Conveyancing services leading up to Christmas

Avoid unexpected delays and nasty surprises with forward planning

The Christmas and New Year period every year presents a challenge for anyone buying or selling property. In New South Wales, the standard settlement period for conveyancing transactions is 42 days, or 6 weeks, which means that any contracts dated around the middle of November, the standard completion date will fall around the holiday period.

Aside from the actual public holidays, the Christmas and New Year period is traditionally the time of year that many business will close or be operating with reduced staff. It is the the holiday season after all.

So what does the holiday season mean when it comes to buying or selling your property? The main concern is delay – especially if it is unexpected delay. It is quite normal for the contract for sale of land to include a term addressing the issue of delay. Usually, it is a penalty interest rate, but if there is extensive delay then it may also give rights for termination and forfeiture of the deposit. Basically, what this means is that failing to properly address the issue of delay because of the holiday season could result in serious consequences.

What can you do? If you are buying or selling property during this period, and the standard completion date falls within the holiday season, you should consider whether it is possible to adjust the settlement period so that the completion date falls before or after the holiday season. Unnecessary complications and unwanted consequences can be quickly avoided if you recognise that they can arise from attempting to settle during the holiday season and you take steps to negotiate your contract (especially the settlement period).

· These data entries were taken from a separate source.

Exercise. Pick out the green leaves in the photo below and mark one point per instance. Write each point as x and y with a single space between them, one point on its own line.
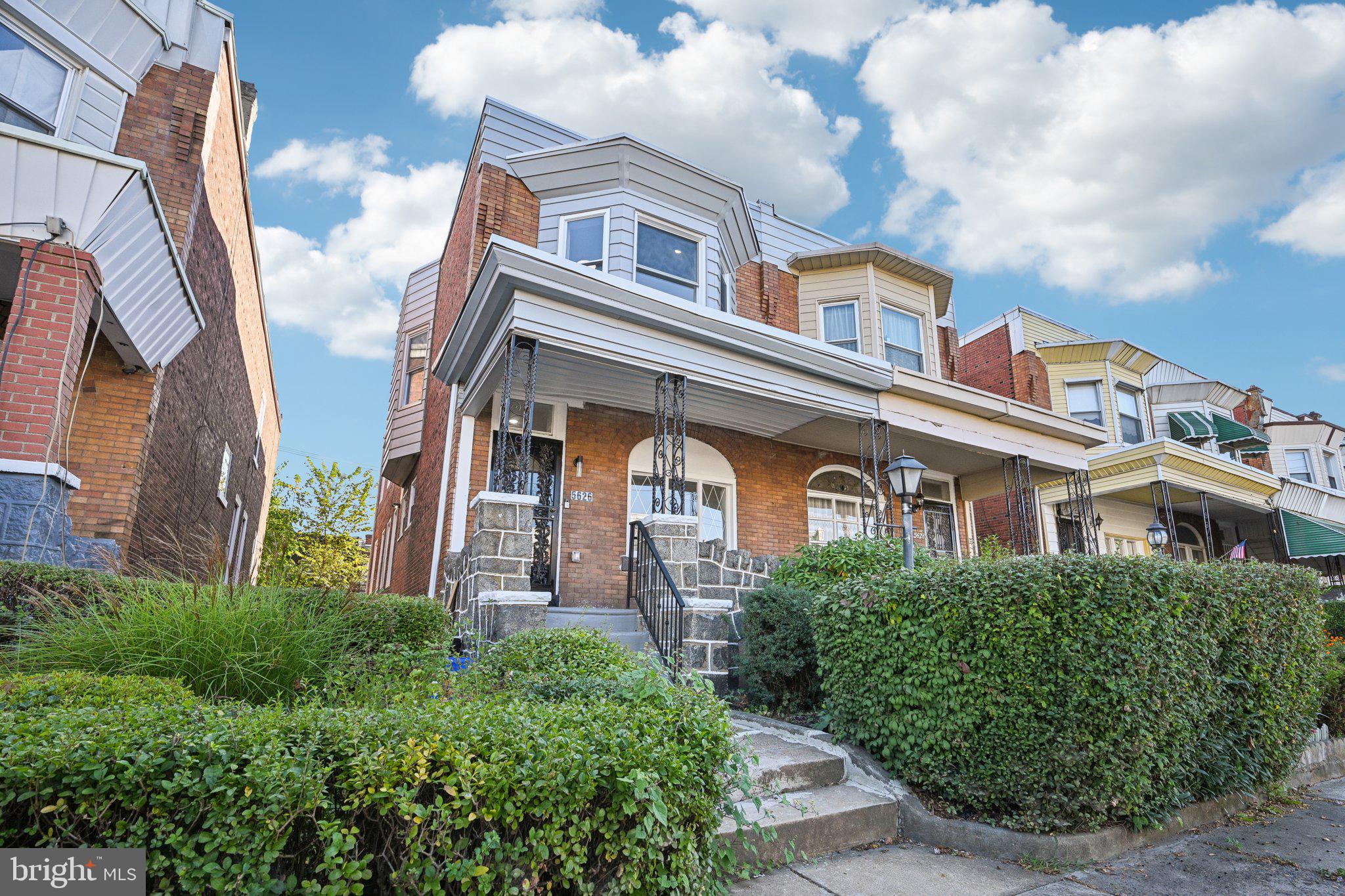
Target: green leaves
1060 694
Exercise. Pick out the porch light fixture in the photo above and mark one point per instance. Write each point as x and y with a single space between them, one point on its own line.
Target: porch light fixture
904 475
1157 535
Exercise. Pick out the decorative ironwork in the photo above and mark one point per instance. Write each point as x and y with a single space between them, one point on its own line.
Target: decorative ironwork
1021 500
510 463
1076 528
877 505
670 445
1164 512
1204 516
650 586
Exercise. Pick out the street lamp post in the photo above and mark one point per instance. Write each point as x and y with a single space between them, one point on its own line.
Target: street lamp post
904 475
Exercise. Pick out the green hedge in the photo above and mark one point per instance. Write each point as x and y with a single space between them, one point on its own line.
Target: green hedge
779 657
478 785
1066 692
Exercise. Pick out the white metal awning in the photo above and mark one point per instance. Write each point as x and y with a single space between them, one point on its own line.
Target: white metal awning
110 209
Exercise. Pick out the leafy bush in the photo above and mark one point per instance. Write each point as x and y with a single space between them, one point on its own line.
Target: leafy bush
1064 692
479 790
1333 616
814 567
779 656
242 643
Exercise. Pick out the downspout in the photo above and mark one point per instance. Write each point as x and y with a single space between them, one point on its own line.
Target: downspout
443 488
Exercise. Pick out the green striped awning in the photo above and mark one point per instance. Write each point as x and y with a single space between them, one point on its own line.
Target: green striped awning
1191 426
1308 536
1232 435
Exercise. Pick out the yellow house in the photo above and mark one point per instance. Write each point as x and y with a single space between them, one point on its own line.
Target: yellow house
1174 445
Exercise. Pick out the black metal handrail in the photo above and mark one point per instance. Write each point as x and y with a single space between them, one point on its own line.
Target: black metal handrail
653 589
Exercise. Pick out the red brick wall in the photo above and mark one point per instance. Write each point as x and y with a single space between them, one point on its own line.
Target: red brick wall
41 371
211 393
767 295
493 202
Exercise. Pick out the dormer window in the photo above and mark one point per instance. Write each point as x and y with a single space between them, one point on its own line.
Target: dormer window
584 240
32 83
667 261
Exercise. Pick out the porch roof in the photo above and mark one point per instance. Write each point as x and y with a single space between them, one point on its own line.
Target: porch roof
1128 473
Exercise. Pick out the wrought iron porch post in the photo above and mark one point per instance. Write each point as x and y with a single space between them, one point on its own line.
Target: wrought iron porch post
1210 534
512 461
669 445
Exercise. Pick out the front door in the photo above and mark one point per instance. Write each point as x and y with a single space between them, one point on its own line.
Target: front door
544 482
939 536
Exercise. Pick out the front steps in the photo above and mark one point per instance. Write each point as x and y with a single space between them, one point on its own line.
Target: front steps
811 798
622 626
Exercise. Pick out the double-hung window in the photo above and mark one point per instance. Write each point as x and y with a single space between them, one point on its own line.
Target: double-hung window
667 261
1333 469
584 240
1129 421
413 381
841 326
903 343
32 83
1084 400
1300 465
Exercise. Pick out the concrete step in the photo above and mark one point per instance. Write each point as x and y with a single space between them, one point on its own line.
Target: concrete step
599 618
813 822
783 766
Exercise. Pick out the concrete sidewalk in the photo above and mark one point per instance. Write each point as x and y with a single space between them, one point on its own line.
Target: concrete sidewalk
1294 849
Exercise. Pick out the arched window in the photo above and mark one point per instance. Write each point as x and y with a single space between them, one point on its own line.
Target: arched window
833 504
1189 544
711 489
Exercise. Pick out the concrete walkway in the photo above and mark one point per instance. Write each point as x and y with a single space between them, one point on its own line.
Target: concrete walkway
1287 849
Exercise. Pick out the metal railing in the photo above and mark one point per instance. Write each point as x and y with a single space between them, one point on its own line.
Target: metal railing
650 586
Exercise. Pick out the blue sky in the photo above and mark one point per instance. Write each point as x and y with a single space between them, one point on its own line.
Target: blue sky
1157 182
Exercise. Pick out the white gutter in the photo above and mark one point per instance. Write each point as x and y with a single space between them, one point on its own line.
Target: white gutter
443 488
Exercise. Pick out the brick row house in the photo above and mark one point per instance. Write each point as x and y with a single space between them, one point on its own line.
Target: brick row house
654 344
139 419
1220 468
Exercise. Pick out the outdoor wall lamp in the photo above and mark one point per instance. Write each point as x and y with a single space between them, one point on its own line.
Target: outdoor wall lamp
904 475
1157 535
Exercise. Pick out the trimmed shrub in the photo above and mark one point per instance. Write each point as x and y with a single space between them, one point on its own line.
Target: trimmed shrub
814 567
475 792
1064 692
779 656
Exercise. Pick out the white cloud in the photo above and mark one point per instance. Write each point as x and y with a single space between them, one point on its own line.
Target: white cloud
340 163
1332 372
829 30
718 97
1315 224
347 289
546 9
1106 160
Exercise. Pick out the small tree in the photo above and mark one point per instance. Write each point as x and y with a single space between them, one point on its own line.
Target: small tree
315 528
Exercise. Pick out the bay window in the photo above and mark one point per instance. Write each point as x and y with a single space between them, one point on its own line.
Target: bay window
667 261
903 343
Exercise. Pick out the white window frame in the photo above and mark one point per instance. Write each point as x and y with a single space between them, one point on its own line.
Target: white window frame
55 55
1139 410
858 328
404 393
564 234
923 351
227 464
1102 406
658 223
1308 465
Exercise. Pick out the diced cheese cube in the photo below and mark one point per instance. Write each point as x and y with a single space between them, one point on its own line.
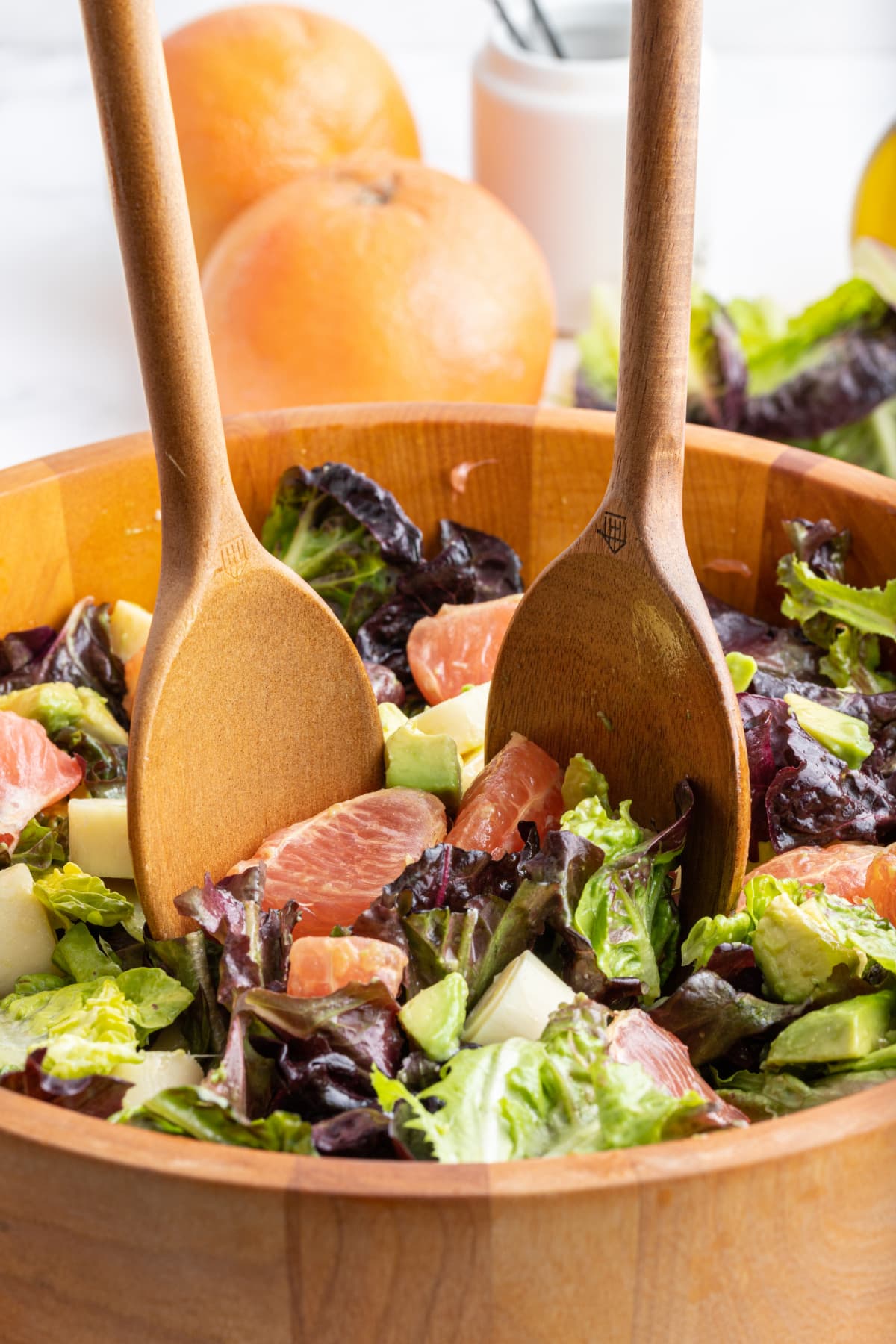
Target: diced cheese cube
27 941
462 718
99 836
517 1003
128 629
156 1071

Before you sign the contract for sale of land, speak to your lawyer or licenced conveyancer and to your bank to ensure that the completion date is practical and achievable – on a worst case scenario assessment. Most experienced operators will be able to factor likely holiday season delays into ‘normal’ operating conditions to give you a realistic assessment of what is probably against what is possible. Taking this simple step will be well worth the effort.